Oliver Laric: I am not sure if it ever was a brief digital history. It has been and still is my primary site of work, even if there are manifestations in physical spaces. I think my approach has shifted, in that I feel less like everything is up for grabs. I’m trying to reflect more on mechanisms of selection and act case by case. Perhaps I also feel less problematic about having a more generative, less adaptive role.
VE: Your work 19 (2018) is a very private and delicate confession that deals with human fragility and the sense of loneliness in some specific circumstances. How in your work is the personal narration related to personal empowerment?

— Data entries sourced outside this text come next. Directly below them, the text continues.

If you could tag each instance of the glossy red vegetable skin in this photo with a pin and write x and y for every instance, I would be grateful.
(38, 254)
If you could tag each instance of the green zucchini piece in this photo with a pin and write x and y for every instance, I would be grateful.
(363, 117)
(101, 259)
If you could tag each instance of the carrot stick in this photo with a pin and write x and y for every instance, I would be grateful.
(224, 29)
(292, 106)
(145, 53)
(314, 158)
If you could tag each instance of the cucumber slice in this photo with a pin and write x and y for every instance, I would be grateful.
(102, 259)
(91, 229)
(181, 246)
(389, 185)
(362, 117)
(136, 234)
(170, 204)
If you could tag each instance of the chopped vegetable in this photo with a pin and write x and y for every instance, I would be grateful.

Chong Yan Liu: At first, I wasn’t sure that my understanding of the phrase “personal empowerment” was sufficient enough for me to tackle this question. I had a rough idea of its meaning, but I rarely use or think about this word — especially in the context of my work. So, I decided to Google it, and this is an extract of the definition I found: “authority or power given to someone to do something/individuals are given empowerment to create their own dwellings/the process of becoming stronger and more confident, especially in controlling one’s life and claiming one’s rights/political steps for the empowerment of women.” Based upon my findings, I’d say I’m more cautious with using this word than I am positive. I do feel stronger and more confident in myself, which is in stark contrast to how I felt when I was back in my home country of China; having this conscious self-awareness is not something I had before I integrated into French society. I was encouraged by my surroundings, tutors, friends, with their open-minded outlook on all things in life. They encouraged me to be more conscientious and unashamed in my desire to question. Perhaps I would feel more comfortable if this question of empowerment was brought to me by a viewer of my oeuvre, as I do not view my work this way. I simply felt the need to express pain, so this video was born; the question of empowerment never entered my head. I have and will continue to create in a way that is unsure of itself. If I have questions that I want to ask, I find a way to address these contemplations through my work. I have many doubts about myself, hence the need to ask these questions, so I remain reticent about empowering myself. I’m too afraid of ubiquitous terms/labels such as “feminist” or “politically correct” being attached to this work, and I have no desire to be unintentionally associated with someone else’s political beliefs or agenda. I only see myself empowered by the outside world — never by my own ego. My following piece will be focusing on some conversations that I had with one of my dearest transgender friends, who sadly passed away earlier this year. There is no empowerment; only regret and longing for something which is forever set in stone — her suicide. Yet I am constantly inspired, propelled forward by the past. Life itself empowers, so I do not feel the need to empower others.